A single man got out and yelled: "You guys alright?" He approached Lucky who was standing in his headlights alongside his bike. "When I saw the cop I figured why you were goin' so fast. I figured I better come back to make sure you were okay."

"I'm okay but my partner is hurt. I think he has a broken leg. Can you help me carry him out of the water? Do you work at the Post?"

"Ya. I'm a civilian employee with the engineers. I work swing shift. Just got off."

"Maybe you could take him to the hospital. It would be better than riding on my bike in his condition."

"I suppose so."

The two went into the water to get Dan. They got him into the car and then to the hospital. Lucky's bike worked okay after the mud was scrapped off, although it sustained some reparable damage. The Sunday bike ride with Mary Jane had to be postponed.

Once the hospital report was completed, Lucky's Commander found out. Lucky accepted another Article 15 and lost a stripe. Normally such an accident wouldn't have resulted in any military punishment, except he worked in the motorpool and was supposed to be a responsible driver. This minor inconsistency didn't improve Lucky's attitude toward the Army. In fact, he resolved to get out at the earliest possible time.


In a different time and place, Jack's agony continues:

`The prayer of faith availeth much,' say the scriptures. Very possibly it [meaningful prayers] will give me the confidence in the scriptures, which is also a basic problem of my mind. My brother, John, suggested that the way to do missionary work is to forget about oneself and do what needs to be done. This is what I hope to develop. But as of yet I don't want it, I don't want that self-sacrifice. I like too much: reading, speculating, learning and widening my horizons. Because faith, as I mentioned, is the abject subjectivity of the mind, which I do not accept in principle and less in practice.

So even though these last two pages have developed a splendid concept, or maybe not so splendid, the success depends on my desires over the long-run. These desires seem to be too materialistic to allow success. My attitude is obviously negative. That may well be my undoing, but it is caused by the present will to perpetuate my personal desires. So be it.

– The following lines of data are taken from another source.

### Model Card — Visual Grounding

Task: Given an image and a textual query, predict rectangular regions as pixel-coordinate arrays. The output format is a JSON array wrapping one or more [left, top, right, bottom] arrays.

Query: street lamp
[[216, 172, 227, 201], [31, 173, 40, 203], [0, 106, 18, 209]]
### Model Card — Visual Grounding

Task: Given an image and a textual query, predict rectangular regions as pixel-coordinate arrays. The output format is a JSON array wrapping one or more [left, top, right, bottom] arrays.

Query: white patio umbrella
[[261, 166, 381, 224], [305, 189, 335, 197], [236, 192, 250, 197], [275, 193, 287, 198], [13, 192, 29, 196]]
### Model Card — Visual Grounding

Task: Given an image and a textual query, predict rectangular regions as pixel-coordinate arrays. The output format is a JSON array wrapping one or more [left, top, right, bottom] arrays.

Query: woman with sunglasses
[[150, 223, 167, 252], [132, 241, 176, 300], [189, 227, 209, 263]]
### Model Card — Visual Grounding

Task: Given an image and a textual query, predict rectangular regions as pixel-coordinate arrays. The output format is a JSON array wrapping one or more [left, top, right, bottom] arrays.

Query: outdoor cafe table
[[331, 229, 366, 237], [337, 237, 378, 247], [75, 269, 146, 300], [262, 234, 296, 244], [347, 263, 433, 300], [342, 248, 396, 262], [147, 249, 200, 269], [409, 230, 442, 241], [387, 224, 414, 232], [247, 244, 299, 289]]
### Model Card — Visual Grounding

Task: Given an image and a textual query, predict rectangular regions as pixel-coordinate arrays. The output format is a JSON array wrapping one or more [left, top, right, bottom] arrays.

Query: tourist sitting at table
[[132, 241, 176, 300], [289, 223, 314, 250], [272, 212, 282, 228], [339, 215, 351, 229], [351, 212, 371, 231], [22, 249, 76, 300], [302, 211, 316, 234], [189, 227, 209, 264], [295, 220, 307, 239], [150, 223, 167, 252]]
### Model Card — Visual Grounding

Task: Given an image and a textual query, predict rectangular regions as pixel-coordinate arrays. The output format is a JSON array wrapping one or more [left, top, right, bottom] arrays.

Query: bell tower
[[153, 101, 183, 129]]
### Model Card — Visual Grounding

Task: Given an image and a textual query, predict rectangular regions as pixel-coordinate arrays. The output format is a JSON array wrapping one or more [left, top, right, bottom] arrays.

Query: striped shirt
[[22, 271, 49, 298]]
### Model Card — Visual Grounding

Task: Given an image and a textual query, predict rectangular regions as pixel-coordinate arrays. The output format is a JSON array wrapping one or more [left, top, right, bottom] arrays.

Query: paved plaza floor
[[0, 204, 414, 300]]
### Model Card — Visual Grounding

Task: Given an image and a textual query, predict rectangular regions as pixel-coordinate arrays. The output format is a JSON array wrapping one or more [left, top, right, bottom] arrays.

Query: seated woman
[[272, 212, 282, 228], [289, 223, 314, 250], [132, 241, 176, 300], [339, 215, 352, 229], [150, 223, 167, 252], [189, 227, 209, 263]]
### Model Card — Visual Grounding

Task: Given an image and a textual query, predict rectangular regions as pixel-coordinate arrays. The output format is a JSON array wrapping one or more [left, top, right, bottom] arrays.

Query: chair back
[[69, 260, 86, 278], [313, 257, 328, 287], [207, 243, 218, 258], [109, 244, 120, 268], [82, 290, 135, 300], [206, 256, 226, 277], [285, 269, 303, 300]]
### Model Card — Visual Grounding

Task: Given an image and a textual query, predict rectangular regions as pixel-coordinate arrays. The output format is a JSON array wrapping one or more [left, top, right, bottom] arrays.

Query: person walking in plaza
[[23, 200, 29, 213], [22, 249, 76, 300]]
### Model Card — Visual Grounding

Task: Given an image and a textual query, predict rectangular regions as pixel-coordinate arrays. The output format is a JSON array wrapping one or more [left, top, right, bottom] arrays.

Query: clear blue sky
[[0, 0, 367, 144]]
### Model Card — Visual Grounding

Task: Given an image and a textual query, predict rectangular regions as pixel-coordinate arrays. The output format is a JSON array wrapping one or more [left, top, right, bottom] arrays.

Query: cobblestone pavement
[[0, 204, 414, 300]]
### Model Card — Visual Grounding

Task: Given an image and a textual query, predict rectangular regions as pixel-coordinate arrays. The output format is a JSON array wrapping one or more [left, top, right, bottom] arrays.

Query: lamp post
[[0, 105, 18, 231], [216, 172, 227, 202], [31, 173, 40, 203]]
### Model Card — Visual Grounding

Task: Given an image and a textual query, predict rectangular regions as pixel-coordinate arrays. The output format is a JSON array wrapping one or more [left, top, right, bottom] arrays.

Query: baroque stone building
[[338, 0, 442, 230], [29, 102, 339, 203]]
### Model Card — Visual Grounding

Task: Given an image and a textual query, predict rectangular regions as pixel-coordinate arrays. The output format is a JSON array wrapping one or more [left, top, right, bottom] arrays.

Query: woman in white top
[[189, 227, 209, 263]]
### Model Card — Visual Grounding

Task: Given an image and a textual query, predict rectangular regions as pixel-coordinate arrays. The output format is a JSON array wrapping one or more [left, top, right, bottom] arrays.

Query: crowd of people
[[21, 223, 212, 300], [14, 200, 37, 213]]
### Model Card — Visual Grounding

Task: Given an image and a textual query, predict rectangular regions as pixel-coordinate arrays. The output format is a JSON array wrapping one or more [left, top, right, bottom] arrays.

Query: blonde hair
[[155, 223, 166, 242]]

Success may come, but if it does, it will be in spite of me, rather than because of me.

This is a circular argument, returning to the beginning of the discussion without touching on the most important aspect of religion, celebrating the mystery in life. This vividly displays the depth of his frustration with his too rational attempt at belief. There is some spiritual growth evident in Jack's willingness to attempt gaining faith; his apparent humility and reverence for life is a good beginning on the way to spirituality of secular humanism.

It might be apt to introduce a thought at this time which came to me a few weeks ago in church or somewhere. Man (as a universal concept) is naturally curious. He has been searching, individually and collectively, for truth in the field of knowledge for thousands of years. And to what avail? He knows not whether he has found it in his logic (unless one accepts revelation and that doesn't apply to logic), yet he continues his search undaunted in each successive generation. In honesty my religion does not allow me this freedom of speculation because it knows we have the truth with us. It may be right? I believe it is, but that will not stop my desire to add my reason to that of men preceding me. I intend to make some contribution in the area of logic, or speculation.

There is here a characteristic arrogance of the modern age, when people think they can judge religious issues for themselves. Jack was wrong twice: First for the arrogance he shares with those other readers of Time magazine of the 60's, and second, he probably overestimated his own capabilities.